• Here Is What I’m Proud Of….

    Posted by bailey-anne-vincent on December 2, 2020 at 8:04 am

    I talked a bit about things I’m embarrassed or ashamed of this week, but it’s time to spin it to something positive: What are 3 things you are super dang proud of today?

    It could be something to do with your health, or just daily life. Here are three of mine:

    1. I was able to tell my CF team that I’ve been on top of my nebs and clearance routine for the first time in a long time (even if once-a-day isn’t perfect, it’s better than my back-pain-induced nothing)

    2. I am giving myself a “split challenge” to try for the next month or so, and even though I have already had to adapt the goal (from 1 minute, each side, for 5 times per side total: which made me almost vomit) to literally just one minute per side… At least I haven’t quit yet?

    3. I am working extremely hard on facing the oh-so-many lesser characteristics of my personality right now, and trying to sit with it more often in regards to my relationship with others. (Mostly, those who are super close to me like my partner, Mom, and kids, who often get the worst of me).

    To be honest, I could list like twenty more things I’ve “done wrong” this week or that I’m disappointed in myself about, but I guess one of the hardest things we can do in this life is let ourselves savor the positives without explaining them away.

    So, there we go. Those are my positives.

    What about you?

    paul-met-debbie replied 3 years, 4 months ago 2 Members · 1 Reply
  • 1 Reply
  • paul-met-debbie

    December 3, 2020 at 12:50 pm

    This is a difficult if not impossible one for me to answer.
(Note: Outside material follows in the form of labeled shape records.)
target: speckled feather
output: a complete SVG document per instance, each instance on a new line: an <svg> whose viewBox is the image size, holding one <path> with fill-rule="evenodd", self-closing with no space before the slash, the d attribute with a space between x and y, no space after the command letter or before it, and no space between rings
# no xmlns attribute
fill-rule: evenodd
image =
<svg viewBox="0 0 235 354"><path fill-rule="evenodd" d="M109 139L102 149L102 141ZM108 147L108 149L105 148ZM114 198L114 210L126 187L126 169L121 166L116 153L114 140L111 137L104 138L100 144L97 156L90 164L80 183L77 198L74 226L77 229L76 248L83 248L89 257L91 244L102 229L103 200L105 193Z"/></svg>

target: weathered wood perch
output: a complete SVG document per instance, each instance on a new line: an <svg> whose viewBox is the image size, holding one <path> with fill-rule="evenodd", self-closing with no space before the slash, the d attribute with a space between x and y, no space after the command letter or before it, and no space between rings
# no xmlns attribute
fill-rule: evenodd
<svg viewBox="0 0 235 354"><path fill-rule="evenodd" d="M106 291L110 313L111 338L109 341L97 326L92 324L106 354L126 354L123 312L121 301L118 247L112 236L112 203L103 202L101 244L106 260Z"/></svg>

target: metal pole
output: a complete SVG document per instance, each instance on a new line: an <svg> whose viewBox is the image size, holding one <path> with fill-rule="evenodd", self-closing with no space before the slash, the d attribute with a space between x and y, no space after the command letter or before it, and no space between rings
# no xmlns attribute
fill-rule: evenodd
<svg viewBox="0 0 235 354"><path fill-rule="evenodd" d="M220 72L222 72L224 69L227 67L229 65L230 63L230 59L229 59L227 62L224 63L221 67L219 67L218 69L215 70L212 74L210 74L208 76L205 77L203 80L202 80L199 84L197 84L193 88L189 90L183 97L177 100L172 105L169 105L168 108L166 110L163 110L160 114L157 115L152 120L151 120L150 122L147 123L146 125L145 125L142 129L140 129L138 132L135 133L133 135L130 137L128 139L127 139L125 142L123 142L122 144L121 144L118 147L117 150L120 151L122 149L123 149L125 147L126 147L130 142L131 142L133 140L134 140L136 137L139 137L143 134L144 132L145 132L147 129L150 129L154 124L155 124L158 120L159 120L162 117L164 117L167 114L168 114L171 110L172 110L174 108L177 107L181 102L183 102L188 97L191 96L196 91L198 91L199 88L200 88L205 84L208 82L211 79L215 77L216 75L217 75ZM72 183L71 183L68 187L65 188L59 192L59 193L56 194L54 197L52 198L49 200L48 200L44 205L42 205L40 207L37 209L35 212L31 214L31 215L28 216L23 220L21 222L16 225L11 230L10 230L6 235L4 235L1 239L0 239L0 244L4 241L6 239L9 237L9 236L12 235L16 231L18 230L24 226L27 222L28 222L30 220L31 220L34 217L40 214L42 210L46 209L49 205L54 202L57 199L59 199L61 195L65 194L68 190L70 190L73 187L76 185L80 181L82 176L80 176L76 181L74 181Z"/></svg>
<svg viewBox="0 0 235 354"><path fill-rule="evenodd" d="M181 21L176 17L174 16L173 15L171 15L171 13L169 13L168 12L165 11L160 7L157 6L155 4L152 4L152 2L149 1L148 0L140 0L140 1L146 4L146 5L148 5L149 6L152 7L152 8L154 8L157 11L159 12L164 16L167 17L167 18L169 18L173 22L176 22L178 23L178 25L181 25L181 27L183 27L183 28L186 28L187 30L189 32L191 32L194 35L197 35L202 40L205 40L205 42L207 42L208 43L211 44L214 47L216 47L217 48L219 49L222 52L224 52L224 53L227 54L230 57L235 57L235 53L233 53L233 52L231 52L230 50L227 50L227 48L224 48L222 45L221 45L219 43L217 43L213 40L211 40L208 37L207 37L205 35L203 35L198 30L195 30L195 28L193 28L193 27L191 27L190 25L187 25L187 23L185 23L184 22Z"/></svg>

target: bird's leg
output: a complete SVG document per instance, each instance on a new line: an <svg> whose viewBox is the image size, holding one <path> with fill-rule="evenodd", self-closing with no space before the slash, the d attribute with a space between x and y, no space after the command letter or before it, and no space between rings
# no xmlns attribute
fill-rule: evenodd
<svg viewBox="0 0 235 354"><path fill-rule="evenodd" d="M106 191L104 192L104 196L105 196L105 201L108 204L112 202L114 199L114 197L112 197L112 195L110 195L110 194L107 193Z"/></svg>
I do remember from earlier in life the sweet feeling of being proud after accomplishing things. For instance mastering a difficult piece of music on the piano, or getting my university degree. But pride never was part of my motivation. I even remember somehow feeling proud of reaching the age of 39, but that was some sort of my last identifiable goal (getting as old as Chopin). After that, the sheer impossibility and ridicule of claiming things that happen naturally (which is true for everything that happens) hit me to a degree that I could only laugh about ever claiming anything as an accomplishment.

    What I mostly remember also, is that these feelings never lasted long and were superficial. Gone and forgotten before they really meant something. No furtile ground to build on. Pride is short and thin. The joy of laughing about it though felt very true and lasting. Later I found out moments like these are called Satori in Buddhist philosophy. A glimpse of reality and the folly of the mind.

    And gradually I shifted away from attributing happenings to myself as an accomplishment, to a much more neutral and impersonal feeling of joy and gratitude for just being allowed to experience things happening on their own and surrendering to that. For participating in what happens, not as a separate person but as a feature of it. So in stead of adding myself to a result – a moment in place and time, something I told myself that I did – I just enjoy everything that happens all the time – irrespective of measuring results. And everything that happens is so complex and all-encompassing, that I can’t add myself to it anymore. It is simply too big and amazing for that. There was not even the desire anymore to add myself to what happens. It involves everything and even I am already in it. No possibility to genuinely attach myself to it, it is already complete without any action. This feels much more true and gratifying and all-including. And it lasts, it grows and builds. So for me it is definitely more true, more real.

    In short, pride has lost its appeal. It is not true anymore. A thing of the past. When I try to reconstruct, I feel silly and immodest. It feels like ignorantly claiming personally the miracle of life and everything that happens in it. It has been replaced by the overall amazement, gratitude and joy that are incomparable to the little “zoomed-in” happiness’s of those days. It sounds contradictory, but without pride, life is much more rewarding to “me”. Everything that seems to come through me contributes to something much bigger and to a lasting feeling of gratitude. Not for me personally as a little drop in the ocean, but for me as the ocean in the drop. Although I have no clue of what that is, so don’t ask me to explain. I only know that it and me are the same miracle.

    And miracles are beyond pride or modesty.